DR Congo and Somalia top cases of conflict sexual violence in UN report

The Democratic Republic of Congo and Somalia are two of the countries that a United Nations report said had the highest number of conflict-related sexual violence cases in 2024 according to Africanews via Associated Press on August 15th.
More broadly, the United Nations report stated the number of conflict-related sexual violence cases increased by 25% from the previous year, with Central African Republic, Haiti, and South Sudan also having the highest number of cases, according to UN spokesman Stephane Dujarric.
The report encompasses crimes including rape, gang rape and sexual slavery in armed conflict situations.
Dujarric also said that 63 state and non-state parties are listed in the annex of the report, credibly suspected of committing or directing patterns of rape or other forms of sexual violence in armed conflict.
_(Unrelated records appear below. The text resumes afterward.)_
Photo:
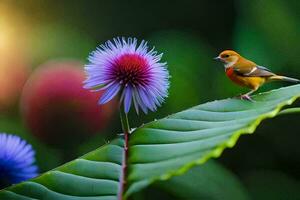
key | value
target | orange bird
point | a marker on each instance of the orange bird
(247, 73)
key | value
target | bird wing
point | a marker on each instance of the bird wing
(253, 71)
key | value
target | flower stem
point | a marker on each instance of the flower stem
(126, 132)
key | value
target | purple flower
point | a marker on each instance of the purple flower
(16, 160)
(131, 70)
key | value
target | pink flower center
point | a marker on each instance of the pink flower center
(131, 69)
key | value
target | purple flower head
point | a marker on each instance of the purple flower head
(16, 160)
(130, 69)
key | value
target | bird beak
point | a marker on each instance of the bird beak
(217, 58)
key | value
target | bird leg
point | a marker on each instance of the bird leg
(247, 95)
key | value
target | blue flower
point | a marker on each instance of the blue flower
(135, 73)
(16, 160)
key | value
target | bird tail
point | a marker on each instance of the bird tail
(284, 78)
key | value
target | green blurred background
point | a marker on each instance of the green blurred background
(189, 33)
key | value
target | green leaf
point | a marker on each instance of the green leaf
(158, 150)
(93, 176)
(210, 181)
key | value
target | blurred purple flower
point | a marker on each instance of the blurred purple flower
(126, 68)
(16, 160)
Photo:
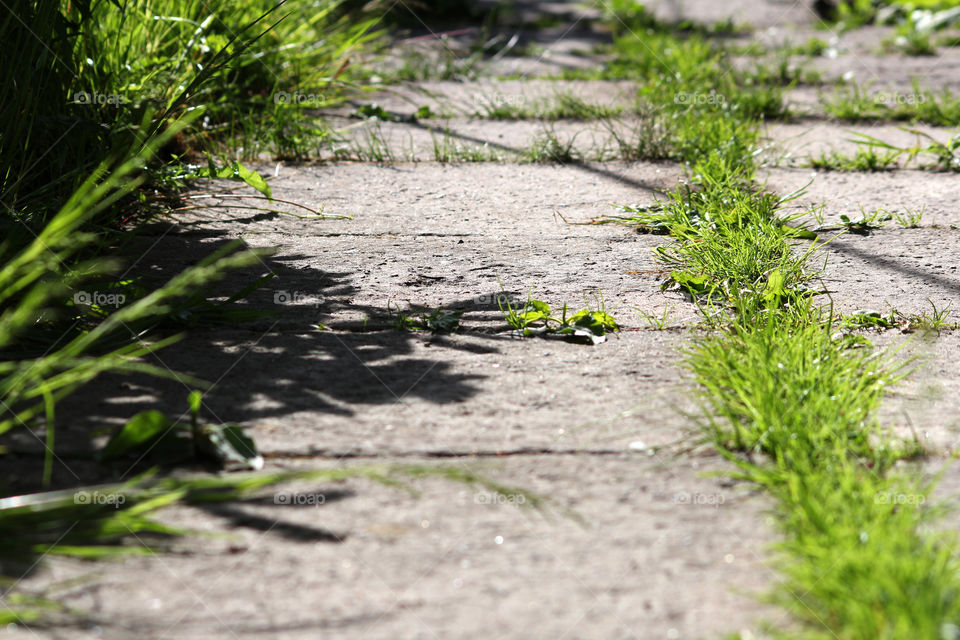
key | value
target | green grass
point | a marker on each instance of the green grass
(788, 396)
(561, 106)
(856, 103)
(103, 105)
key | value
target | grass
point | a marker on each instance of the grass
(535, 318)
(447, 149)
(873, 154)
(856, 103)
(561, 106)
(788, 397)
(106, 110)
(548, 147)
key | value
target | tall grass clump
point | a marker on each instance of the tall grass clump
(102, 102)
(788, 397)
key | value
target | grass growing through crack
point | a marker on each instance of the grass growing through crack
(561, 106)
(856, 103)
(791, 399)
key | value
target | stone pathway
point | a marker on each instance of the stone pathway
(640, 540)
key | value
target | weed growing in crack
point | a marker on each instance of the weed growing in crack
(535, 318)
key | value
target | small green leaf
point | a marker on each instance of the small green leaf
(230, 446)
(142, 429)
(195, 399)
(253, 179)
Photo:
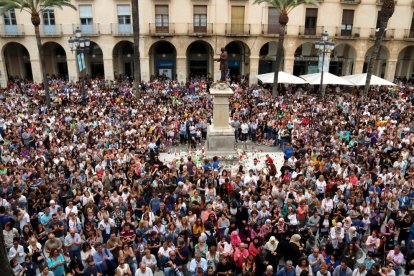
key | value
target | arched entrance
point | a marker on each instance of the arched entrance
(200, 59)
(238, 59)
(55, 60)
(123, 59)
(267, 57)
(405, 63)
(17, 60)
(379, 69)
(342, 60)
(163, 57)
(306, 59)
(94, 61)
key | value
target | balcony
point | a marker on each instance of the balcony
(389, 34)
(409, 35)
(271, 30)
(353, 33)
(237, 29)
(379, 2)
(88, 30)
(162, 30)
(200, 31)
(305, 32)
(12, 30)
(121, 29)
(51, 30)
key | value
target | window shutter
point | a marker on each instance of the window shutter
(200, 9)
(124, 10)
(161, 9)
(348, 17)
(311, 12)
(85, 11)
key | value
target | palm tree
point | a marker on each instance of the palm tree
(137, 65)
(35, 8)
(387, 10)
(284, 7)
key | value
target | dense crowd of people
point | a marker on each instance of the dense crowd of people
(84, 192)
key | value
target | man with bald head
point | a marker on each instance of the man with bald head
(143, 271)
(73, 243)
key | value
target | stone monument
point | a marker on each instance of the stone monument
(220, 135)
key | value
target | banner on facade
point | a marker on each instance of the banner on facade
(326, 63)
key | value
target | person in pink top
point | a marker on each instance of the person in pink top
(240, 255)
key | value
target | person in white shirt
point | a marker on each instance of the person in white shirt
(17, 252)
(53, 207)
(143, 271)
(196, 263)
(71, 209)
(250, 179)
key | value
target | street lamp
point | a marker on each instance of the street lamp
(79, 45)
(324, 47)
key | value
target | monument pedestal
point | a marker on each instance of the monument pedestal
(220, 135)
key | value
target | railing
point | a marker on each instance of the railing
(348, 34)
(271, 29)
(389, 34)
(51, 30)
(351, 2)
(237, 29)
(380, 2)
(91, 30)
(11, 30)
(121, 29)
(196, 30)
(310, 32)
(409, 34)
(161, 30)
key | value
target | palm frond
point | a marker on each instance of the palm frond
(286, 5)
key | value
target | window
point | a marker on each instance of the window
(161, 18)
(237, 19)
(49, 17)
(310, 21)
(10, 18)
(273, 21)
(85, 14)
(200, 18)
(124, 14)
(347, 22)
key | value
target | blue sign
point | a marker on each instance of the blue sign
(234, 63)
(165, 63)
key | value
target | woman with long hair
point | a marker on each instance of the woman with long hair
(35, 251)
(87, 252)
(303, 267)
(127, 254)
(56, 262)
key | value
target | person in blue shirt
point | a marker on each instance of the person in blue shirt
(287, 270)
(288, 151)
(104, 259)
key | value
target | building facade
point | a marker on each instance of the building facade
(183, 37)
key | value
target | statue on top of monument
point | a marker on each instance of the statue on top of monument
(223, 64)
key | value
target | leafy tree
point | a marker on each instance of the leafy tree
(387, 10)
(284, 7)
(35, 8)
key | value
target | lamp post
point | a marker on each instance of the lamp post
(324, 47)
(79, 45)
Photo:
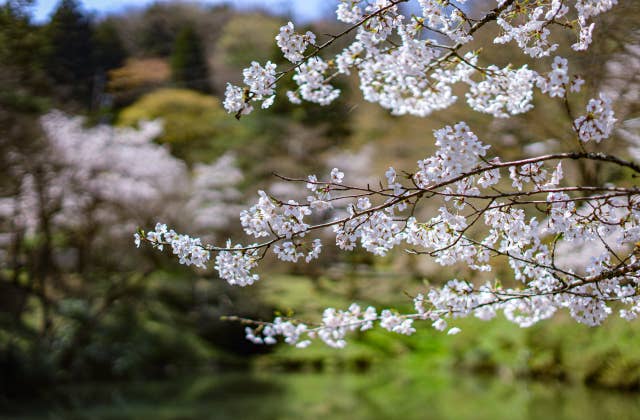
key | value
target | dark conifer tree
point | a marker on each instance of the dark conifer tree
(70, 61)
(188, 62)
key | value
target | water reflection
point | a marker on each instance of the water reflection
(375, 395)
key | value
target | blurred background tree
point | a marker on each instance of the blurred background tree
(188, 63)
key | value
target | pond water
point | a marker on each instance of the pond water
(374, 395)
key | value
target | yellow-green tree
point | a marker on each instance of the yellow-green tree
(196, 127)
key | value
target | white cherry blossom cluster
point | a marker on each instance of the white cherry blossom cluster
(292, 44)
(597, 125)
(189, 251)
(410, 65)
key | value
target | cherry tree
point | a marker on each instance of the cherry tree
(488, 211)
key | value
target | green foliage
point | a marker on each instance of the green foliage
(188, 63)
(196, 127)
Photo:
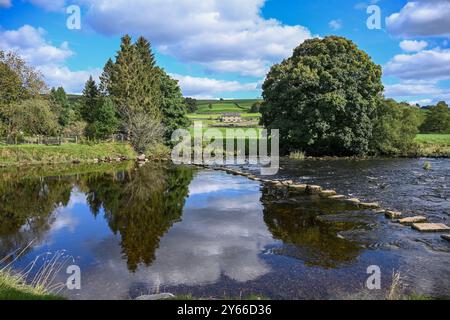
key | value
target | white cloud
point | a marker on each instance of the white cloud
(5, 3)
(413, 45)
(421, 18)
(50, 5)
(335, 24)
(425, 65)
(30, 44)
(412, 88)
(207, 87)
(224, 36)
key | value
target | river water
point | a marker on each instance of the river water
(204, 233)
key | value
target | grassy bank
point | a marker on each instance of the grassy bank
(66, 153)
(433, 145)
(13, 288)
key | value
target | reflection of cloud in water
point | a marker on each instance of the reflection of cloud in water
(208, 243)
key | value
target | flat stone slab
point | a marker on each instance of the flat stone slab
(370, 205)
(353, 200)
(313, 189)
(393, 214)
(298, 187)
(328, 193)
(411, 220)
(337, 197)
(160, 296)
(430, 227)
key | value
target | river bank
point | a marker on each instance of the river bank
(18, 155)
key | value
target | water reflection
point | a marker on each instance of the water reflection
(172, 227)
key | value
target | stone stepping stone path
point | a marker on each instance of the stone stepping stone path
(417, 222)
(430, 227)
(411, 220)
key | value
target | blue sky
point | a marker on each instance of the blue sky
(223, 48)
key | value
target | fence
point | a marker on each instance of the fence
(47, 140)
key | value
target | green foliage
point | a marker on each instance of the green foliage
(396, 128)
(256, 107)
(61, 106)
(91, 97)
(33, 117)
(191, 104)
(437, 119)
(65, 153)
(105, 121)
(324, 98)
(173, 106)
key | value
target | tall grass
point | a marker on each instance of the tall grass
(37, 281)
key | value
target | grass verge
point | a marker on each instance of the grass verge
(66, 153)
(12, 287)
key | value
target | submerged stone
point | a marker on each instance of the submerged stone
(411, 220)
(313, 189)
(430, 227)
(393, 214)
(337, 197)
(328, 193)
(370, 205)
(160, 296)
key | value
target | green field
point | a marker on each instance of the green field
(210, 111)
(65, 153)
(435, 139)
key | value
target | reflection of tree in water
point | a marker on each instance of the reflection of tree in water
(141, 206)
(306, 235)
(26, 208)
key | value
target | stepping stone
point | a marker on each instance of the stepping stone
(370, 205)
(412, 220)
(298, 187)
(430, 227)
(393, 214)
(337, 197)
(313, 189)
(353, 200)
(328, 193)
(160, 296)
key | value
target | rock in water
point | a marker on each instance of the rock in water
(411, 220)
(393, 214)
(160, 296)
(430, 227)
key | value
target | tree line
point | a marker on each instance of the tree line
(327, 99)
(134, 97)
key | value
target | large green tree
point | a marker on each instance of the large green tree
(437, 119)
(324, 98)
(90, 100)
(173, 105)
(396, 128)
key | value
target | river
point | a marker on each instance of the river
(208, 234)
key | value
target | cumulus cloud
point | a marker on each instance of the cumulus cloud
(206, 87)
(31, 45)
(224, 36)
(5, 3)
(413, 45)
(335, 24)
(424, 65)
(50, 5)
(421, 18)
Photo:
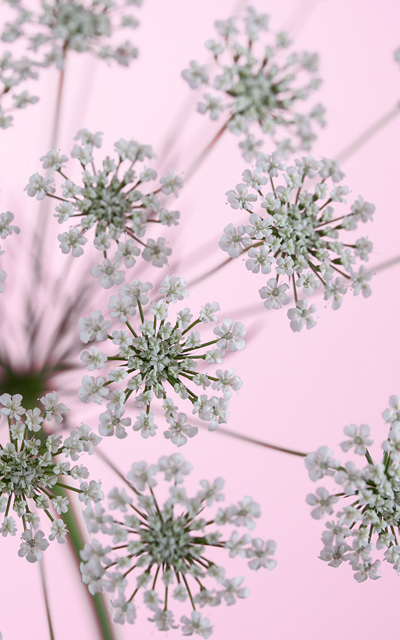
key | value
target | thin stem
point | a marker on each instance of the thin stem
(260, 443)
(369, 133)
(200, 159)
(205, 275)
(46, 599)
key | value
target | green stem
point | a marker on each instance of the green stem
(76, 542)
(46, 599)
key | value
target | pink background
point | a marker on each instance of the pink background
(299, 390)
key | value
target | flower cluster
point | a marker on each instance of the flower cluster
(14, 71)
(258, 85)
(6, 229)
(372, 512)
(299, 233)
(53, 28)
(166, 546)
(111, 200)
(32, 476)
(158, 353)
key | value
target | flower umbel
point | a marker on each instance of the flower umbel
(166, 547)
(111, 201)
(157, 356)
(31, 472)
(371, 516)
(298, 236)
(62, 25)
(258, 86)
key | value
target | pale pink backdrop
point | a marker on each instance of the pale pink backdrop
(299, 390)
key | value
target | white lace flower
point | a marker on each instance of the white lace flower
(156, 355)
(32, 474)
(165, 548)
(117, 203)
(369, 498)
(298, 235)
(258, 85)
(57, 27)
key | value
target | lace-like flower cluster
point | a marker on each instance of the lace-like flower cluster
(111, 201)
(13, 72)
(156, 356)
(52, 28)
(167, 545)
(6, 229)
(371, 515)
(299, 233)
(258, 85)
(32, 476)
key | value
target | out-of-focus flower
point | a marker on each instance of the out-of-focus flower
(166, 547)
(52, 28)
(371, 516)
(298, 236)
(13, 72)
(258, 86)
(31, 471)
(158, 355)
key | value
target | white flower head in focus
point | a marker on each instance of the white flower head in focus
(156, 356)
(160, 550)
(366, 527)
(294, 232)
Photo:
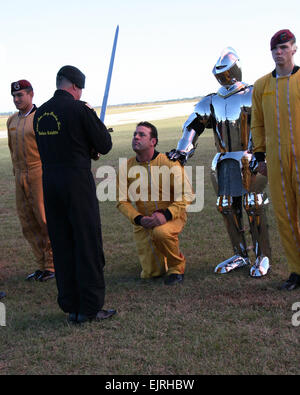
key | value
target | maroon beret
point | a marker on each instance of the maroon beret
(281, 37)
(19, 85)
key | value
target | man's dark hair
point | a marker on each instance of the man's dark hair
(154, 134)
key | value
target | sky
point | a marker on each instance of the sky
(166, 48)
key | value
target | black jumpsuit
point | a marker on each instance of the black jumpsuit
(67, 130)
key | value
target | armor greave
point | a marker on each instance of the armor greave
(231, 210)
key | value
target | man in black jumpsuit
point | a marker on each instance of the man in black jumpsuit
(68, 131)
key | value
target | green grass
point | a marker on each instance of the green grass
(213, 324)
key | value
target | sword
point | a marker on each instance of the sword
(108, 80)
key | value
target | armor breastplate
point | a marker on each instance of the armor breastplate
(230, 119)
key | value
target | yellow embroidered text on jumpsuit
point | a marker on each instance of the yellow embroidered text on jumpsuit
(27, 169)
(275, 128)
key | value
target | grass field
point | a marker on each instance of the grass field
(213, 324)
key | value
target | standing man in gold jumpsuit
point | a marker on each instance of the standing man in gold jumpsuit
(27, 169)
(276, 132)
(157, 221)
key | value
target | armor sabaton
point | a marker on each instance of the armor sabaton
(233, 171)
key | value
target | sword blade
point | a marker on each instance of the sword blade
(108, 80)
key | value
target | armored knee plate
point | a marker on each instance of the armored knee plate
(254, 204)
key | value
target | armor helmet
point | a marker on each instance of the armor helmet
(227, 70)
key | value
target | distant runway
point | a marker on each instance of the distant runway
(155, 112)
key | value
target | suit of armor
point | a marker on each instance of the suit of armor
(234, 176)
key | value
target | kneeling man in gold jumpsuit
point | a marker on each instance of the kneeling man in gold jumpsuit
(161, 193)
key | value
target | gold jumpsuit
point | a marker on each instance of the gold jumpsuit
(158, 248)
(275, 128)
(27, 169)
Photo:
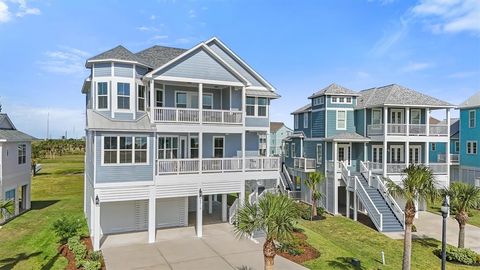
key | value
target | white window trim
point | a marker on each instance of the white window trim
(471, 147)
(118, 152)
(96, 95)
(474, 118)
(305, 120)
(338, 128)
(319, 157)
(213, 146)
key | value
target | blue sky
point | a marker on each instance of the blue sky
(299, 46)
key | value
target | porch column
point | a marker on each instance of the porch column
(224, 207)
(152, 215)
(210, 205)
(385, 144)
(200, 103)
(152, 101)
(96, 226)
(427, 120)
(199, 213)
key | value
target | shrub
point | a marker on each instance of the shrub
(66, 227)
(460, 255)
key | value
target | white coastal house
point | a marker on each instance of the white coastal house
(15, 167)
(167, 128)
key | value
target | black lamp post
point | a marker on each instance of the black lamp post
(445, 210)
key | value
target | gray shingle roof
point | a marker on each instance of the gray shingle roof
(334, 89)
(303, 109)
(473, 101)
(395, 94)
(120, 53)
(157, 56)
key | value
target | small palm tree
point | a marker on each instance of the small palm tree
(276, 215)
(312, 182)
(6, 207)
(463, 197)
(418, 184)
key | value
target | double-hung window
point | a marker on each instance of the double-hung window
(181, 99)
(123, 96)
(472, 117)
(141, 98)
(319, 153)
(250, 106)
(102, 95)
(22, 153)
(342, 120)
(472, 147)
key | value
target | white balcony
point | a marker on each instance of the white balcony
(189, 115)
(216, 165)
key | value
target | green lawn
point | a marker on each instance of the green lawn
(28, 242)
(474, 215)
(339, 239)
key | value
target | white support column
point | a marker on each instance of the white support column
(200, 102)
(152, 215)
(199, 214)
(96, 226)
(427, 120)
(210, 204)
(385, 141)
(224, 207)
(152, 101)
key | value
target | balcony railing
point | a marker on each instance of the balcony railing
(216, 165)
(188, 115)
(413, 130)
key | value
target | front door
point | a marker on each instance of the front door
(396, 154)
(344, 153)
(415, 153)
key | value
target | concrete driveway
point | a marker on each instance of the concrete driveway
(179, 248)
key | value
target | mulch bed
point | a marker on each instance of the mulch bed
(68, 254)
(309, 253)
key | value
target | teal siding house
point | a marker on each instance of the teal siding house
(358, 139)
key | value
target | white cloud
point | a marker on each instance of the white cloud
(449, 16)
(4, 12)
(65, 61)
(416, 66)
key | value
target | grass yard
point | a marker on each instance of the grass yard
(474, 215)
(28, 242)
(339, 239)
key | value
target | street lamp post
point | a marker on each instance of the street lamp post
(445, 211)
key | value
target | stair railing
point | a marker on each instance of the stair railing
(397, 210)
(372, 210)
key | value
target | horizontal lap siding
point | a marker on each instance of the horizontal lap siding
(199, 65)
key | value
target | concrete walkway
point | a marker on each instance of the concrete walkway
(429, 225)
(179, 248)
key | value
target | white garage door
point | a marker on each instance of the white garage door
(172, 212)
(125, 216)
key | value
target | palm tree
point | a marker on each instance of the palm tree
(418, 184)
(312, 182)
(276, 215)
(6, 207)
(463, 197)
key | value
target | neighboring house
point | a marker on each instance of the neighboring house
(469, 170)
(358, 138)
(278, 132)
(168, 127)
(15, 166)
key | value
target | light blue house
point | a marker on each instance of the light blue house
(469, 170)
(168, 128)
(359, 138)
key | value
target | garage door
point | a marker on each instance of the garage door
(172, 212)
(125, 216)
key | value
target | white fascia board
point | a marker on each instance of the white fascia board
(236, 57)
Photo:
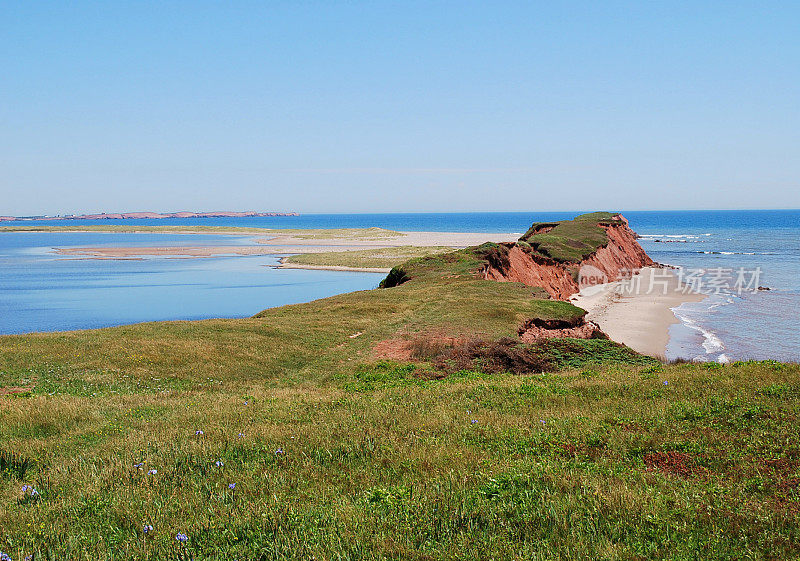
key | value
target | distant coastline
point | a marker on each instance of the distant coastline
(148, 215)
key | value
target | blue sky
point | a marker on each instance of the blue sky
(401, 106)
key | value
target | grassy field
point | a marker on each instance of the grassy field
(284, 436)
(384, 258)
(569, 241)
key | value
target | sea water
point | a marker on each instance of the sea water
(41, 291)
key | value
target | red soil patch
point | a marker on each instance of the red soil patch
(673, 463)
(15, 390)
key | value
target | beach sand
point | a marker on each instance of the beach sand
(292, 245)
(638, 318)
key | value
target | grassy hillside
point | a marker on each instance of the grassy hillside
(569, 241)
(284, 436)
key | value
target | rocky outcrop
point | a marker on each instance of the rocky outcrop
(535, 329)
(620, 256)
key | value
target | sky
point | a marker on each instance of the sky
(350, 106)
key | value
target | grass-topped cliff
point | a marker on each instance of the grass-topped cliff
(287, 436)
(570, 241)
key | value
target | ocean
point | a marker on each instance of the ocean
(41, 291)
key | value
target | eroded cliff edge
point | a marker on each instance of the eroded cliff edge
(563, 257)
(557, 259)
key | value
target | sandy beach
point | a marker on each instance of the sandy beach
(298, 244)
(637, 313)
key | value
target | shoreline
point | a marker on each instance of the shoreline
(298, 243)
(641, 318)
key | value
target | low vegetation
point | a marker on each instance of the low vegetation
(569, 241)
(290, 436)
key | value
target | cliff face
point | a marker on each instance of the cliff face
(615, 255)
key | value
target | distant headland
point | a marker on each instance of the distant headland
(150, 215)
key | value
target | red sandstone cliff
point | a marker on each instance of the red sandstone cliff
(621, 255)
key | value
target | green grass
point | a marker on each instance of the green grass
(338, 454)
(384, 258)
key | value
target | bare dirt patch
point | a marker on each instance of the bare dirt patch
(674, 463)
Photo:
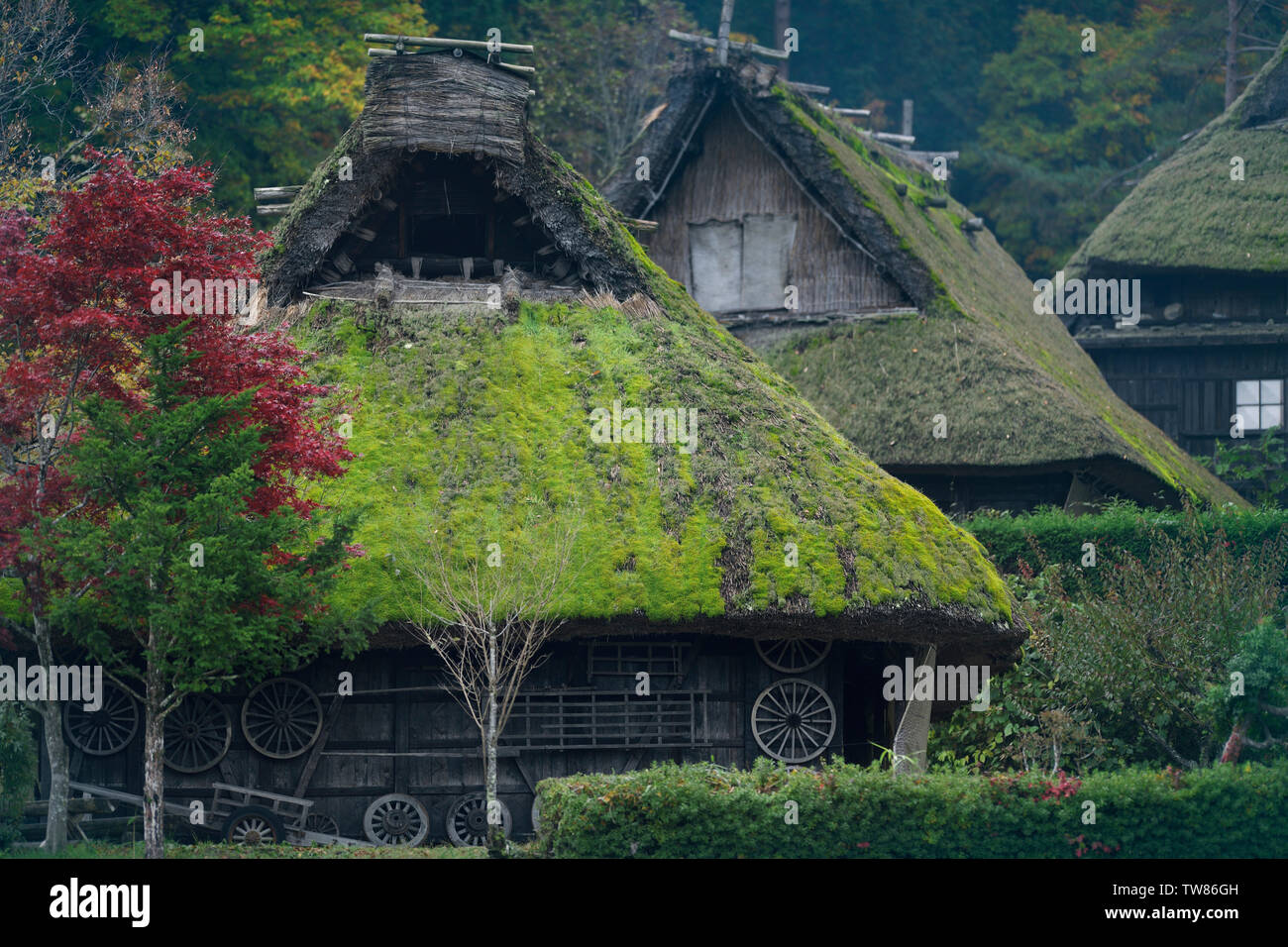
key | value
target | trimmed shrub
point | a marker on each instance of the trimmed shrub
(1054, 536)
(845, 810)
(18, 764)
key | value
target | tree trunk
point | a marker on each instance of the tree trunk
(55, 748)
(154, 763)
(1234, 745)
(494, 826)
(910, 740)
(1232, 52)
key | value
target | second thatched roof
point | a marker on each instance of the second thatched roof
(1016, 389)
(477, 421)
(1189, 214)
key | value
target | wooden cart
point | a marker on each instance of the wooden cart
(240, 814)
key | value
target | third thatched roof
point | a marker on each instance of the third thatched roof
(1016, 389)
(1190, 214)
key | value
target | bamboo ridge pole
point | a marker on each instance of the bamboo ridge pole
(510, 67)
(443, 43)
(707, 42)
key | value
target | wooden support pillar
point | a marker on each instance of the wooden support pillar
(913, 733)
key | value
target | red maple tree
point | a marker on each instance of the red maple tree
(77, 298)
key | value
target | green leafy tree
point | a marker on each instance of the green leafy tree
(600, 68)
(269, 84)
(17, 767)
(1253, 703)
(180, 587)
(1256, 467)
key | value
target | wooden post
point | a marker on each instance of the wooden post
(782, 20)
(722, 35)
(1232, 52)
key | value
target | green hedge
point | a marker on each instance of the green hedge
(846, 810)
(1120, 527)
(18, 764)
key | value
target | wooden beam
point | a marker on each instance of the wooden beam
(507, 67)
(301, 787)
(722, 33)
(445, 43)
(707, 42)
(277, 193)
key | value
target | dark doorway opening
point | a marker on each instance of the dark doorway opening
(863, 722)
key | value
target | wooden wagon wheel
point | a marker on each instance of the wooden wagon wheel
(281, 718)
(107, 729)
(197, 735)
(794, 720)
(254, 825)
(321, 823)
(793, 655)
(467, 821)
(395, 819)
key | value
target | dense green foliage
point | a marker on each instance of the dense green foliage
(1052, 536)
(17, 767)
(1050, 136)
(475, 423)
(1131, 651)
(271, 85)
(1257, 467)
(846, 810)
(181, 586)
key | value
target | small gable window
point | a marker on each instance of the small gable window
(1260, 403)
(741, 265)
Specifically, health workers in the Kivu region in DR Congo have treated more than 17,000 victims of sexual violence over a time span of just five months, as the conflict between DR Congo and the M23 militia group has escalated during the timespan of the report.
M23 rebels situated in the eastern DR Congo region have previously been accused of war crimes, with the U.N. report seemingly supporting the narrative that this particular conflict has provoked significant acts of terror and violence against civilians.
Somalia has been a scene of instability for a decade now, with the government struggling to contain the insurgency of jihadist militant group Al Shabab, linked to Al-Qaeda.
Al Shabab have relentlessly attacked the Somalian capital, Mogadishu, causing unrest and fears over civilian safety, recently culminating in a suicide bomb blast in May, killing several people.
The president of Somalia, Hassan Sheikh Mohamud, has also been the subject of attempted attacks, recently surviving a blast to his convoy, as Al-Shabab tries to destabilise the Somalian government and other institutions in order to impose its interpretation of Islamic law.